Choosing the Right Chorus for Your Mix

There is no single "best" chorus plugin. The chorus you need for a lead vocal is fundamentally different from the one you need to widen a synth pad or thicken a bassline. Choroboros solves this by giving you five distinct DSP engines in one plugin.

Five Colors. One Plugin.

Green: The Subtle Mixing Chorus

Best for: Gentle width, transparent mixing, acoustic guitars.

When you search for a "subtle chorus plugin for mixing", you want width without obvious wavering. The Green engine uses smooth Lagrange interpolation to widen sources without drawing attention to the effect.

Red: The Free Vintage Chorus

Best for: Electric guitars, retro synths, lo-fi character.

Emulating the imperfections of BBD chorus architecture and tape delay circuits, the Red engine rolls off high frequencies for a warm, vintage character. Perfect if you're looking for a "vintage chorus plugin".

Purple: The Heavy Chorus Effect

Best for: Sound design, deep modulation, evolving textures.

Beyond traditional chorusing. Using 2D orbital modulation and phase-warping, Purple provides a heavy, dense chorus effect that serves as a texture generator when pushed to the extremes.

Black: The Multi-Chorus Stacker

Best for: Bass guitars, dense arrangements, CPU efficiency.

A linear multi-voice ensemble algorithm optimized for low CPU overhead. When you need a chorus plugin that preserves low end on bass or one you can stack across 20 tracks without crashing your session.

Blue: The Modern Wide Stereo Chorus

Best for: Vocals, modern pop production, surgical width.

If you're looking for the "best chorus plugin for vocals", you need something that gives you huge stereo width without muddying the center channel. Blue uses an allpass filter algorithm and independent LFOs for clean, surgical stereo separation.
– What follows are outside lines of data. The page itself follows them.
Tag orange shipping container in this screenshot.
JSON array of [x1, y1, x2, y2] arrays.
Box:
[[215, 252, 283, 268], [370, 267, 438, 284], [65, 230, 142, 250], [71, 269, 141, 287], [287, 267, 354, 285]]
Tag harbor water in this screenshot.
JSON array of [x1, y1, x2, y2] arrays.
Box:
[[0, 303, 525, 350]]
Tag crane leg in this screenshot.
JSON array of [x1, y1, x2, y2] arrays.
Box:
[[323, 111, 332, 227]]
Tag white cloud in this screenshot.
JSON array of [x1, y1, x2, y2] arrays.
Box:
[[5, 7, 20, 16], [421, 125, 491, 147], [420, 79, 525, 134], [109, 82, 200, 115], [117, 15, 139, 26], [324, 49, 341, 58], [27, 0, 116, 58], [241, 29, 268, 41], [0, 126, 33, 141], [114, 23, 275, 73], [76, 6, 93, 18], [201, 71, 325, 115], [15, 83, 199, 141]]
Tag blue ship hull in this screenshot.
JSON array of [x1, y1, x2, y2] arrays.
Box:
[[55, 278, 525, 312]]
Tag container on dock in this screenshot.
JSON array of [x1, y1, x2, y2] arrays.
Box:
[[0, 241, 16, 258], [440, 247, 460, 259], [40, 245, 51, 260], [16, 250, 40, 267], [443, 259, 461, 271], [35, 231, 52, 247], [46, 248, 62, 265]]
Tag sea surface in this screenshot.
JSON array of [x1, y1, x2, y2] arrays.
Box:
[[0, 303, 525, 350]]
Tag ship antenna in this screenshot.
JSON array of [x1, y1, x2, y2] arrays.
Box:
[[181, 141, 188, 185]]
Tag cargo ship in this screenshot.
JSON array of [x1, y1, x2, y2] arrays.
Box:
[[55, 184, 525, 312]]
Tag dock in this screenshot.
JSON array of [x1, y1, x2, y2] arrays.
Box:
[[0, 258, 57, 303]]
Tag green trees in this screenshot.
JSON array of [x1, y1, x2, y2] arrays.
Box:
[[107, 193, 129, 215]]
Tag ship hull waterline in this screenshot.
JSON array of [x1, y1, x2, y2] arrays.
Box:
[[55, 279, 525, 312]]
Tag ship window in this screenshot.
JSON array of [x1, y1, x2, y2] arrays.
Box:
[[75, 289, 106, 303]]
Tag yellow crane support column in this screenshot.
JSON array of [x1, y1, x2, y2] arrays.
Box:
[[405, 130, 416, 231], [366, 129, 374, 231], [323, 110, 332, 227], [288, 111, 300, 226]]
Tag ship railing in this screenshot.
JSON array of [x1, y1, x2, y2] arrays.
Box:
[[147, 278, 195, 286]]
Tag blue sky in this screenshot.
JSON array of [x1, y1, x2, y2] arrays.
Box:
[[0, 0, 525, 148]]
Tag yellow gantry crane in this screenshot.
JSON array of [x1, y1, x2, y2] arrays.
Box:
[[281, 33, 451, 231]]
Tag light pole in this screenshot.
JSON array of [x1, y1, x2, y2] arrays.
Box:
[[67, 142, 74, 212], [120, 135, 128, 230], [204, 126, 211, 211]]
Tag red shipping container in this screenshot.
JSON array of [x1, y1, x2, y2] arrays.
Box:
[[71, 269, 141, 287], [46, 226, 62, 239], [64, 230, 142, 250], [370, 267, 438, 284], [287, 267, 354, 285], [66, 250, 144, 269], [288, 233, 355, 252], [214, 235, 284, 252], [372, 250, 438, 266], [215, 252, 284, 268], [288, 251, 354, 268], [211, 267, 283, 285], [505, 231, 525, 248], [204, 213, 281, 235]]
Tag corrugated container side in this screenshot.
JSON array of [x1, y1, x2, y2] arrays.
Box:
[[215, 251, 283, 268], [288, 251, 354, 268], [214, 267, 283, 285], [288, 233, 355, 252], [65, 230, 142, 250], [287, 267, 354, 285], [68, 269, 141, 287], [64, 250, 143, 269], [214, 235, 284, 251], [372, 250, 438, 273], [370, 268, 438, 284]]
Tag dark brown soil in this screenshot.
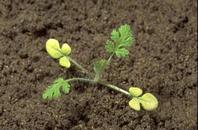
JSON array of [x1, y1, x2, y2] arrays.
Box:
[[0, 0, 197, 130]]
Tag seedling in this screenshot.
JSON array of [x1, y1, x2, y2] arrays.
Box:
[[42, 24, 158, 111]]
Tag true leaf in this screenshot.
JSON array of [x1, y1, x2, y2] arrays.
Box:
[[46, 39, 63, 59], [105, 24, 134, 57], [59, 56, 71, 68], [61, 43, 71, 55], [115, 48, 129, 58], [94, 59, 107, 80], [42, 78, 70, 100]]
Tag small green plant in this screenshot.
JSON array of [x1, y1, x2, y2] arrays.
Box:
[[42, 24, 158, 111]]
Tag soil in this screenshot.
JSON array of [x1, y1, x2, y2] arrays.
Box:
[[0, 0, 197, 130]]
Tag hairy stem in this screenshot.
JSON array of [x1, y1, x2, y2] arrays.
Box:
[[66, 78, 131, 97]]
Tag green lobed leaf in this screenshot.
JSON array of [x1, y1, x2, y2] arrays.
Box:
[[59, 56, 71, 68], [105, 24, 134, 57], [115, 48, 129, 58], [94, 59, 107, 80], [42, 78, 70, 100]]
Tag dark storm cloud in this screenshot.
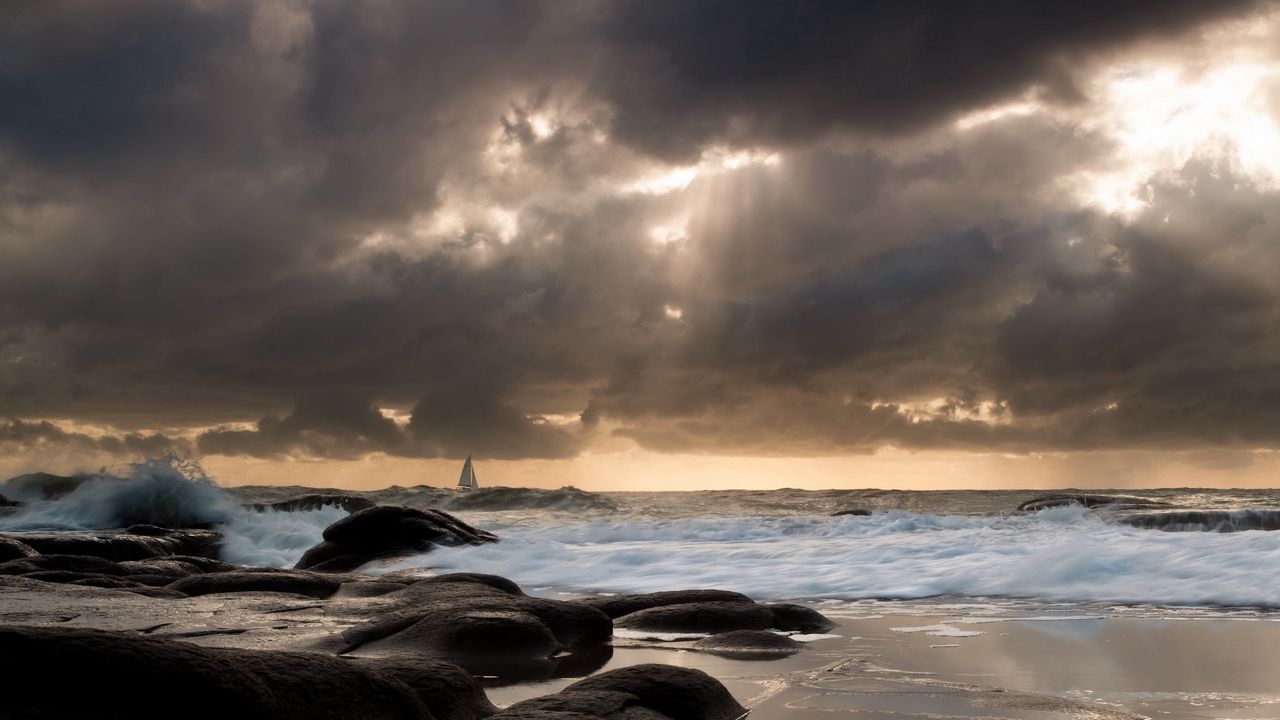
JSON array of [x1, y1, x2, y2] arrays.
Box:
[[0, 0, 1280, 459], [598, 0, 1253, 158], [0, 419, 189, 457]]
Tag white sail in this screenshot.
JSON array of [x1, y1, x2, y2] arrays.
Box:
[[458, 452, 480, 489]]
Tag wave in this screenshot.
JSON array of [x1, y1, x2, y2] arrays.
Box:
[[393, 506, 1280, 606], [0, 457, 236, 530], [444, 487, 618, 511]]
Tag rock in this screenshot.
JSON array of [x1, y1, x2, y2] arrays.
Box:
[[577, 589, 753, 619], [294, 505, 498, 573], [1117, 510, 1280, 533], [765, 602, 836, 633], [124, 523, 173, 537], [0, 536, 40, 562], [1018, 493, 1169, 512], [23, 570, 138, 588], [0, 555, 124, 575], [0, 626, 434, 720], [247, 492, 376, 512], [165, 570, 342, 598], [353, 657, 497, 720], [2, 525, 221, 561], [69, 575, 151, 589], [119, 556, 236, 585], [490, 665, 746, 720], [614, 602, 773, 633], [343, 574, 613, 675], [694, 630, 804, 660]]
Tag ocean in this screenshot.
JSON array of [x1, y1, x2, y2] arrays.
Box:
[[0, 462, 1280, 609], [0, 461, 1280, 720]]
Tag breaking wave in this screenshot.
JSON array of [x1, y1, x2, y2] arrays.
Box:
[[399, 506, 1280, 606], [0, 457, 236, 530]]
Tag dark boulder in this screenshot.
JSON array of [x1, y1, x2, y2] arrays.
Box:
[[296, 505, 498, 573], [120, 556, 236, 585], [694, 630, 804, 660], [3, 525, 221, 561], [353, 657, 497, 720], [0, 536, 40, 562], [4, 473, 88, 500], [248, 492, 376, 512], [165, 570, 342, 598], [765, 602, 836, 633], [577, 589, 753, 618], [343, 574, 613, 675], [492, 665, 746, 720], [0, 555, 124, 575], [1018, 493, 1169, 512], [0, 626, 434, 720], [614, 602, 773, 633], [23, 570, 140, 588]]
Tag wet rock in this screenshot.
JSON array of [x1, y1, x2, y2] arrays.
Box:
[[124, 523, 173, 537], [694, 630, 804, 660], [247, 492, 376, 512], [296, 505, 498, 573], [1018, 493, 1169, 512], [0, 536, 40, 562], [1116, 510, 1280, 533], [353, 657, 497, 720], [22, 570, 140, 588], [0, 626, 433, 720], [4, 473, 88, 500], [492, 665, 746, 720], [0, 555, 124, 575], [119, 556, 236, 585], [577, 589, 754, 619], [614, 602, 773, 633], [165, 570, 342, 598], [765, 602, 836, 633], [343, 574, 613, 671]]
Signal Chain: Where to Put Chorus?

One of the most common questions is "where to put chorus in the signal chain". The answer depends on what you are trying to achieve:

Chorus Before Reverb:

This is the standard approach for ambient processing. By chorusing the signal first, you are feeding a wider, moving source into the reverb. This creates a massive, diffuse, and lush ambient tail.

Chorus After Reverb:

Putting chorus after reverb modulates the reverb tail itself. This produces a much more defined, intense "effected" sound that sits clearly on top of the mix, reminiscent of 80s processing techniques.

Chorus on Send vs Insert:

Using chorus as an insert is standard for subtle mixing, as modern plugins (like Choroboros) have internal Wet/Dry mix controls. Using chorus on an auxiliary send allows you to EQ or compress the chorus independently of the dry signal, which is critical for keeping dense mixes clean.

Stop Guessing. Start Seeing.

"Why does my chorus sound muddy?" "Why is my chorus plugin clipping the signal?"

Most plugins force you to guess. Choroboros includes an unprecedented built-in Dev Panel that gives you live DSP telemetry. The Tone tab shows you real-time frequency response curves so you can see exactly where the mud is. The Validation console warns you about internal clipping. The Modulation tab shows you the exact phase relationship between the left and right LFOs.